Against these views philologists have urged several objections not to be despised. One is, that light did not exist till the first day, and the sun and other luminaries not till the fourth day; whereas the animals and plants dug from the rocks could not have existed without light. They could not, therefore, have lived in the supposed long period previous to the six days.
If it be indeed true, that light was not called into existence till the first day, nor the sun till the fourth, this objection is probably insuperable. But it would be easy to cite the opinions of many distinguished and most judicious expounders of the Bible, showing that the words of the Hebrew original do not signify a literal creation of the sun, moon, and stars, on the fourth day, but only constituting or appointing them, at that time, to be luminaries, and to furnish standards for the division of time and other purposes.
The word used is not the same as that employed in the first verse to describe the creation of the world; and the passage, rightly understood, implies the previous existence of the heavenly bodies. "The words [Hebrew] are not to be separated from the rest," says Rosenmuller, "or to be rendered _fiant luminaria_, let there be light; i. e., _let light be made_; but rather, _let lights be_; that is, serve, in the expanse of heaven, for distinguishing between day and night; and let them be, or serve, for signs," &c. "The historian speaks (v. 16, end) of the determination of the stars to certain uses, which they were to render to the earth, and not of their first formation." In like manner we may suppose that the production of light was only rendering it visible to the earth, over which darkness hitherto brooded; not because no light was in existence, but because it did not shine upon the earth.

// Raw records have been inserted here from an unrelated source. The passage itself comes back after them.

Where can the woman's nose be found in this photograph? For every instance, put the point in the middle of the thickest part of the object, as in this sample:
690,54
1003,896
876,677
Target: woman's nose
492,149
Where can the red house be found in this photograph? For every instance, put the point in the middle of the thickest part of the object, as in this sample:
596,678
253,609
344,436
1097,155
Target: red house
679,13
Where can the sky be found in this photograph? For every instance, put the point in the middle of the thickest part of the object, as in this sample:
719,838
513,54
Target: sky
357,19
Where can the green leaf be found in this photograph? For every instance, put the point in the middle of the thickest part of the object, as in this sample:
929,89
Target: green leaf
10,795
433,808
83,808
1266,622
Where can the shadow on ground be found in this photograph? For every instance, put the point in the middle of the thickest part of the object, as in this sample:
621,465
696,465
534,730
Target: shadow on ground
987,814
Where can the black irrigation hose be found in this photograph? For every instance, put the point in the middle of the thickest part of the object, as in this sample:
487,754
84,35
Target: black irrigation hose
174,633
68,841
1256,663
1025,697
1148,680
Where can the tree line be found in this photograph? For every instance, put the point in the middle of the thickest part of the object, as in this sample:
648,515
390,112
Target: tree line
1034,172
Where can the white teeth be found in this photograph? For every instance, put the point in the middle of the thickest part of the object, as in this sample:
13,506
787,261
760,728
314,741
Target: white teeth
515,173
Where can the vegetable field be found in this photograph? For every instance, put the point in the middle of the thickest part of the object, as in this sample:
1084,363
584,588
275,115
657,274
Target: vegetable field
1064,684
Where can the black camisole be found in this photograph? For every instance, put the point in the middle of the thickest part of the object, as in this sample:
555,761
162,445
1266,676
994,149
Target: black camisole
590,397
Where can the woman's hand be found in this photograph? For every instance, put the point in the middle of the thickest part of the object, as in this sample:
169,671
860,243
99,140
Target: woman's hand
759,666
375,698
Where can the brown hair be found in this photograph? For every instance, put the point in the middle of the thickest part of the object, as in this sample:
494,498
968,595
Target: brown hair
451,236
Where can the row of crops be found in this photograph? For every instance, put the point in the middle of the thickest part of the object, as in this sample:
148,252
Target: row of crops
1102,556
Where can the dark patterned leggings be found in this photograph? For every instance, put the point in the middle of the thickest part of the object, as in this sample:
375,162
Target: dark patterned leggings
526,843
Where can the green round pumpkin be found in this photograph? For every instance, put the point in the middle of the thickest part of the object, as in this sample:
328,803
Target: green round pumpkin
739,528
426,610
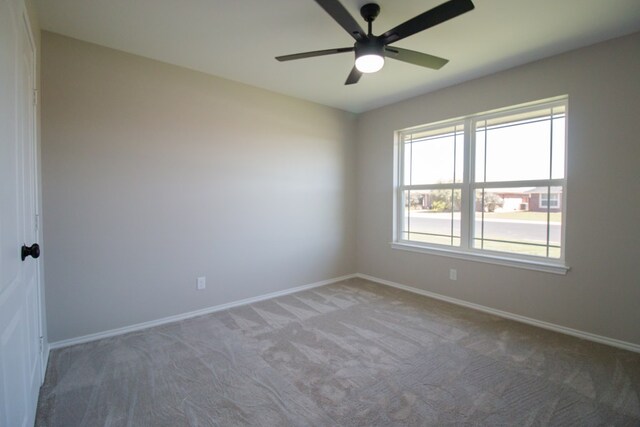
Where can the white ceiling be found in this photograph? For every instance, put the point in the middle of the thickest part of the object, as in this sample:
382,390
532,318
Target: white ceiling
238,39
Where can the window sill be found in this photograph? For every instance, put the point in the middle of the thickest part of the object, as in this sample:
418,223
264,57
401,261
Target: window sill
547,267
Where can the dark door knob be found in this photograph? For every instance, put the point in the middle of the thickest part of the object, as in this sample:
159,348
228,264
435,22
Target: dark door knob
33,251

Another objection to this interpretation is, that the fourth commandment of the decalogue expressly declares, that _in six days the Lord made heaven and earth, the sea, and all that in them is_, &c., and thus cuts off the idea of a long period intervening between the _beginning_ and the six days. I acknowledge that this argument carries upon the face of it a good deal of strength; but there are some considerations that seem to me to show it to be not entirely demonstrative.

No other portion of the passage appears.